Orient House

A highly symbolic place and cornerstone of the political presence of the Palestinians in East Jerusalem.

Built in 1897 – at a time when Zionism was being created as a political project and when Jewish immigration to Palestine was developing considerably – this residence continues to be the property of the Husseini’s, one of the main families of the Palestinian aristocracy of Jerusalem. It has welcomed important visitors such as Kaiser Wilhelm II in 1900, the Negus of Ethiopia Haile Selassie in 1936 as well as King Abdallah, King Hussein of Jordan’s grandfather. Its last owner was Faisal Husseini (who died in May 2001) an emblematic figure in the PLO in terms of the Palestinian claim on Jerusalem. Operating as a nerve centre, Orient House also accommodates the different departments of the Arab Studies Society – under which name it functions officially – created in 1979 by Faisal Husseini.

Orient House has been closed on several occasions by the Israeli authorities, notably from 1988 to 1992 by order of Yitzhak Rabin, then Defence Minister. An Israeli law voted in December 1994 banned the PLO from any political activity in East Jerusalem without the agreement of the Israeli government. However, Israel has also committed itself in secret to a policy of non-interference with the activities of Palestinian institutions in East Jerusalem, although this has not stopped them from regularly threatening Orient House with closure. As for the Palestinians, they invoke the Declaration of Principles (Oslo Agreement) of September 1993 (see « Oslo peace process ») which stipulated that Palestinian institutions established in Jerusalem before this agreement was signed could continue their activities.

As the PLO’s unofficial representation in East Jerusalem, Orient House is the place where foreign personalities passing through the city are welcomed. Successive European Troikas as well as European Foreign Ministers, in their individual capacities, have always made it a point of honour – unlike the American Secretary of State – to visit Orient House when they are in Jerusalem, although the Israeli authorities do everything in their power to prevent these visits. During the French President Jacques Chirac’s tour of the Middle East in October 1996 of, his Foreign Minister preferred not to accompany him during this stage of the visit rather than to break with protocol because of the obstacles put in place by the Israelis. It was finally the French State Secretary for Health who visited Orient House. More recently, the Israeli authorities put pressure on Klaus Hänsch, visiting in November 1996 in his capacity as President of the European Parliament, not to go there. Also in November 1996, the Troika passing through Tel-Aviv on its way to the Palestinian territories, confronted with the same obstacles, refused to meet Mr Netanyahu and Mr Levy and made their transit through Israel into a purely technical stop-over.

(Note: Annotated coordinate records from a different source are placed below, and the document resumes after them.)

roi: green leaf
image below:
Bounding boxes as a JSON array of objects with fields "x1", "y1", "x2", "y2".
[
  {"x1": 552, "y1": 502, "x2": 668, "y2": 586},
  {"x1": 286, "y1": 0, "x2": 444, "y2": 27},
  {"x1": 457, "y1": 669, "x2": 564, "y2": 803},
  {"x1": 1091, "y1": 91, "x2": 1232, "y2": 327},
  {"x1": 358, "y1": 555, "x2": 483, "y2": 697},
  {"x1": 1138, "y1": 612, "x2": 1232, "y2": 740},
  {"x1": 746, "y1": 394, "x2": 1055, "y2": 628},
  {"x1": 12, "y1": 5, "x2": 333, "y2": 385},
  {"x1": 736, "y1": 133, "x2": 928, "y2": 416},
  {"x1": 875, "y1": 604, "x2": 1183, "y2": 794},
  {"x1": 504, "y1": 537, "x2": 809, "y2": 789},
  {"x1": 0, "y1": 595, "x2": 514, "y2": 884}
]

Following a particularly murderous suicide attack perpetrated in June 2000 in Tel Aviv by a member of the palestinioan islamic Jihad, the Israeli government decided to occupy Orient House and to expel its residents.

Following Faisal Husseini’s death in May 2001, Yasser Arafat put Sari Nusseibeh in charge of Jerusalem issues. Mr. Nusseibeh is thus now the Palestinian Authority’s point of contact in Jerusalem for foreign diplomats and visitors.